How does PROC FCMP store functions?

6

I got a lot of feedback about my recent article about how to find roots of nonlinear functions by using the SOLVE function in PROC FCMP. A colleague asked how the FCMP procedure stores the functions. Specifically, why the OUTLIB= option on the PROC FCMP statement use a three-level syntax: OUTLIB=libref.DataSetName.PackageName. The three levels are a libref, a data set name, and a package name. The documentation is terse about what the third level (the package name) is used for and why it is important. This article describes how the FCMP-defined functions are stored, and how you can use the package name to call different versions of a function.

This article is my attempt to "reverse engineer" how PROC FCMP stores functions based on what I have read and observed. In addition to the FCMP documentation, I recommend reading Secosky (2007) and Eberhardt (2009). Feel free to add your own knowledge in the comments.

How FCMP functions are stored

I started writing about the capabilities of the FCMP procedure in 2012, but the procedure itself goes back to SAS 9.2. Modern versions of SAS store functions in an analytic store (which is read by using PROC ASTORE) or in an item store (which is read by using PROC PLM). But these binary storage formats had not yet been developed back in the pre-9.2 days. So PROC FCMP stores functions in a SAS data set. That means you can use PROC PRINT to investigate how PROC FCMP stores functions.
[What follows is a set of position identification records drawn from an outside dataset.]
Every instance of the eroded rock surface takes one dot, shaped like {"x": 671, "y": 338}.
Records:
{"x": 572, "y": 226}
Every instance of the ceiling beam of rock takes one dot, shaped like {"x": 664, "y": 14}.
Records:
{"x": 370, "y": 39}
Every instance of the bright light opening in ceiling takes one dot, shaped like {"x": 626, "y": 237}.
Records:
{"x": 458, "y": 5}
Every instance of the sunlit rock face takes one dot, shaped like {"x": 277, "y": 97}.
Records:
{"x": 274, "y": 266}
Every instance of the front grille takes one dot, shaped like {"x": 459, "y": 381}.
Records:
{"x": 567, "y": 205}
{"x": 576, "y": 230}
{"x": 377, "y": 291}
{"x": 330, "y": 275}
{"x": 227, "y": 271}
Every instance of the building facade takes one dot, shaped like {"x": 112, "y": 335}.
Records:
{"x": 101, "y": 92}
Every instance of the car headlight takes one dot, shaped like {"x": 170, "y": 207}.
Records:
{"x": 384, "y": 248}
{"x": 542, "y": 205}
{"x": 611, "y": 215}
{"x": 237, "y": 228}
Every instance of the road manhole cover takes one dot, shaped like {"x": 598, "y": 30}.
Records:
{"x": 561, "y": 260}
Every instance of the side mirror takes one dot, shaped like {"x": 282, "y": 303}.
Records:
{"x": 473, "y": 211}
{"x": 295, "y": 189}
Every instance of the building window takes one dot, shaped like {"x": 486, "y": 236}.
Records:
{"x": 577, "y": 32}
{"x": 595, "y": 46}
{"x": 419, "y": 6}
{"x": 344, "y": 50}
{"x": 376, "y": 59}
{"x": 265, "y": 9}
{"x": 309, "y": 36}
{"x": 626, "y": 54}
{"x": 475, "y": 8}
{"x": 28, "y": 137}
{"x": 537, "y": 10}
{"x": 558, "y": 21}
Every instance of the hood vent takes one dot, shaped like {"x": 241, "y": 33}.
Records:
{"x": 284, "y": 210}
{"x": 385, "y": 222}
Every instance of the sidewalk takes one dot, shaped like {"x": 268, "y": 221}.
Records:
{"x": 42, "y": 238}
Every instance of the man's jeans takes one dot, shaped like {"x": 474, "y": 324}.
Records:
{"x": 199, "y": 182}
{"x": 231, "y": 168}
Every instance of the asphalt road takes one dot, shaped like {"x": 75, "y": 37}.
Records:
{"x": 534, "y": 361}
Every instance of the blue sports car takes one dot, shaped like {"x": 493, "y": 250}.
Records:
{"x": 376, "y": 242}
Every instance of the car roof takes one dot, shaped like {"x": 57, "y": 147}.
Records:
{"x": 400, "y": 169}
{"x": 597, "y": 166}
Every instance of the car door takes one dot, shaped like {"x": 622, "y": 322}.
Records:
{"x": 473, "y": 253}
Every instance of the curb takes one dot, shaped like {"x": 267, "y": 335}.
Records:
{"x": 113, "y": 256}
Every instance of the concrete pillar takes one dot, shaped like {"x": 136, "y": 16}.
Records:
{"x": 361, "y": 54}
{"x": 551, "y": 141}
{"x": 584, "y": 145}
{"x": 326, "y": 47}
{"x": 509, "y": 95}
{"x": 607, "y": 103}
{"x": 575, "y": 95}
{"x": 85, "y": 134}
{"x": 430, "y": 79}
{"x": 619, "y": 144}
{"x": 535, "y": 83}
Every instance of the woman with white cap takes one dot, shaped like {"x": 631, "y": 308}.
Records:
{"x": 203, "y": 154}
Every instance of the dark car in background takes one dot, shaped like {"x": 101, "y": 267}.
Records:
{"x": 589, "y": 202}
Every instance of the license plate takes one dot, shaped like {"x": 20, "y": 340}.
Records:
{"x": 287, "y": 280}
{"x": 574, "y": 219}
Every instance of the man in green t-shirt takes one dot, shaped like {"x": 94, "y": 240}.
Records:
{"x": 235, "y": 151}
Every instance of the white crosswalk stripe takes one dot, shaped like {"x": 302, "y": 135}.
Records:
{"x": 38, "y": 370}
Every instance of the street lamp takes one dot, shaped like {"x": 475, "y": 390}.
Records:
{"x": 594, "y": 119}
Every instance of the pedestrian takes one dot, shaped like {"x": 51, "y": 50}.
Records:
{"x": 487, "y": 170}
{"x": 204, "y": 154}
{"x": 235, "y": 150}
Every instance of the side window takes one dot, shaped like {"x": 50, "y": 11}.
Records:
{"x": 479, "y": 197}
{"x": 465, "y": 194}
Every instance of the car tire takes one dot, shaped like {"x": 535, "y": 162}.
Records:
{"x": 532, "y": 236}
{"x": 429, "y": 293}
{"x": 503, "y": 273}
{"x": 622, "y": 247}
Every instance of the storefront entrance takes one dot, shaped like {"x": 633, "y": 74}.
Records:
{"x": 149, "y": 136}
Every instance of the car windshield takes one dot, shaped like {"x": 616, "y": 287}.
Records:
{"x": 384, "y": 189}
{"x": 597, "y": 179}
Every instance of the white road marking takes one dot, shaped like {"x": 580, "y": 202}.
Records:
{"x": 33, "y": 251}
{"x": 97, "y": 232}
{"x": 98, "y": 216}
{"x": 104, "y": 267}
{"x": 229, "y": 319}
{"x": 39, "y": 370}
When you use the OUTLIB= option in PROC FCMP, you specify a three-level name: OUTLIB=libref.DataSetName.PackageName. The first two levels specify the name of a SAS data set. This data set is created if it doesn't exist, or it is modified if it already exists. The third level is used as a text field in a variable named _KEY_, which enables one data set to contain functions that belong to different packages. The package name becomes important if two packages define a function that has the same name.

To demonstrate, let's define some functions and store them in a data set named Work.MyFuncs. The following statements create two functions (A and B) that belong to the 'PROD' (for 'Production') package and one function (A) that belongs to the 'DEV' (for 'Development') package. Notice that both packages have a function named 'A'. The following statements define the functions and use PROC PRINT to display a portion of the Work.MyFuncs data set:

/* Store all functions in the data set WORK.MyFuncs */
/* Define functions in 'PROD' package */
proc fcmp outlib=work.MyFuncs.Prod;
   function A(x);
      return( x );      /* in the 'Prod' pkg, A(x) equals x */
   endsub;
   function B(x);
      return( x > 0 );
   endsub;
quit;
 
/* Define functions in 'DEV' package */
proc fcmp outlib=work.MyFuncs.Dev;
   function A(x);
      return( 2*x );    /* the 'Dev' pkg uses a different definition for A(x) */
   endsub;
quit;
 
proc print data=work.MyFuncs;
   var _Key_ Sequence Type Subtype Name;
run;

The output from PROC PRINT is shown. The data set contains 20 rows. I have put a red rectangle around rows 1–13 and another around rows 14–20. Each rectangle defines a package. The names of the packages are defined by the observations where Subtype='Package', which are highlighted in yellow. The Type, Subtype, and Name columns indicate how the FCMP statements that define the functions are stored in the data set. The _KEY_ column identifies which rows define which functions. There are other columns (not shown) that store the actual content of each function.

This output shows how the third level of the OUTLIB= option is used. The _KEY_ column records the package name and appends each function name ('A' or 'B') to the name of the package. So PROC FCMP knows that there are three stored functions whose full names are PROD.A, PROD.B, and DEV.A.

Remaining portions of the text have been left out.